Episode 6: The Future Was Now
Andrea Seabrook Posted on
Thursday, January 17, 2013 at 6:46PM In January, 2012, America's digerati pulled off the broadest, most powerful political protest ever orchestrated on the Internet. One year later we ask, what happened? And what next?

Reader Comments (9)
Wonderful reporting, and thank you for honoring Aaron Swartz in that way. I am loving this podcast so far.
Small criticism: the American Pie adaptation in the background was distracting, made it a little difficult to focus on the talking.
Thank you for this wonderful and instructive reporting,
After the death of SOPA and PIPA, the sponsors continued to pursue the Anti-Counterfitting Trade Agreement (ACTA), an alternative way to achieve a similar objective. The SOPA and PIPA legislation pushed by Media firms was eventually undermined when the full depth of the challenges to connectivity became transparent to the Aaron Swartz of the world. Note that the White House that curiously withdrew their support for SOPA and PIPA in the 11th hour of the battle quietly released a statement of further support for ACTA in March 2012 available at below: (http://www.scribd.com/doc/84365507/State-Department-Response-to-Wyden-on-ACTA). The behind the scenes nature of Trade Agreement negotiation as described in your piece avoids the liability of transparency. This removes some of the fuel from the fires of future internel rebellions. International agreements that may be related to SOPA that bind the connectivity behavior of US citizens and are negotiated in a non-transparent manner warrant a healthy dose of skepticism
Best episode yet. Thanks
The reporting in this piece was not complete or responsible. The fact is that the so-called "grassroots" protest against SOPA was funded and orchestrated by large corporations -- primarily Google, the world's largest copyright scofflaw. Google's corporate agenda includes abrogation of authors' and artists' rights and opposition to any legislation which might effectively enforce copyright. SOPA, whose purpose was to stop pirates from shielding their operations by moving them offshore, posed no threat to legitimate speech on the Internet, as anyone could see by reading the bill. But Google and its lobbying organizations -- including the ones with which Aaron Swartz worked -- lied about this to the public so as to incite misguided protests against the bill. This is the REAL story, which is not reported here.

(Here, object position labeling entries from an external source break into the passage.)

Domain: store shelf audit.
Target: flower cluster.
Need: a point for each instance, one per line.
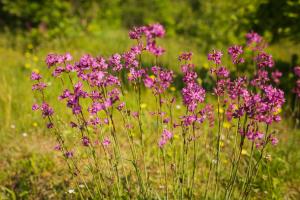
(165, 137)
(296, 89)
(94, 92)
(160, 81)
(151, 32)
(235, 52)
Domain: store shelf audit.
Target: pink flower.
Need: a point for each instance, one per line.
(165, 137)
(215, 56)
(106, 142)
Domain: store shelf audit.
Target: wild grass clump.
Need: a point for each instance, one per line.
(187, 146)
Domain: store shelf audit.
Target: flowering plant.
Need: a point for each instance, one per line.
(169, 153)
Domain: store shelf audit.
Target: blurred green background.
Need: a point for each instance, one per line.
(30, 29)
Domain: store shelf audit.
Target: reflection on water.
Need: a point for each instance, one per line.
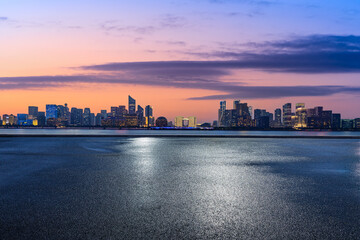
(173, 132)
(163, 188)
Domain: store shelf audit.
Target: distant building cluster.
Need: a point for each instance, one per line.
(241, 116)
(62, 116)
(118, 116)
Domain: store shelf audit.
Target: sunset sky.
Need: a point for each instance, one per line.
(180, 56)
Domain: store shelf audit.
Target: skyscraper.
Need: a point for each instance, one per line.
(149, 118)
(192, 122)
(221, 114)
(33, 112)
(87, 117)
(140, 115)
(236, 104)
(336, 121)
(179, 121)
(287, 115)
(51, 111)
(132, 106)
(278, 117)
(76, 116)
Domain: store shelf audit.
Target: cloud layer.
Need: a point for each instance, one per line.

BTW, it is important to know that the salary of Yochai Benkler, who works at a campus "lobbying shop" supported by Google, is paid by money supplied by Google. His attempts to minimize Google's role in the astroturf lobbying campaign are therefore transparently self-interested. The reporter, however, does not investigate this, nor does she report on the extent to which Google in particular benefits from rampant copyright infringement on its properties, especially YouTube.
@Brett Glass: YouTube has become pretty strict about copyright infringement. Things you once saw there, you will no longer see. I would be curious to see some examples of what you're talking about.
Without Google it would not have happened. Google is where people go to search every day over and over again.
"Grass Roots" needs leaders and Google led this.
So it's really the same old stuff in Washington, after all.
Check out Evegeny Morosov's book 'The Net Delusion'. It's depressing, but it shows pretty clearly how real grass roots protest is shut down by the people who run things. I mean the invisible people who really run things.
This was a nifty thing, but it all began with the money and the lobbyists. It was not "grass roots" ---ie word-of-mouth among human beings. Because few people understood the bill. They took the word of Google and the Net and called their reps....but that's still taking the word of powerful communications groups. And these communications groups are becoming the "establishment".
Brilliant!
Thanks for the air of hope in this story.
I would feel more hopeful if the "grass roots" had been able to defeat NDAA, but when people got into the streets to protest last fall they got pepper sprayed, fined, jailed and prosecuted by the justice system their taxes support.
But then, they didn't have Google on their side.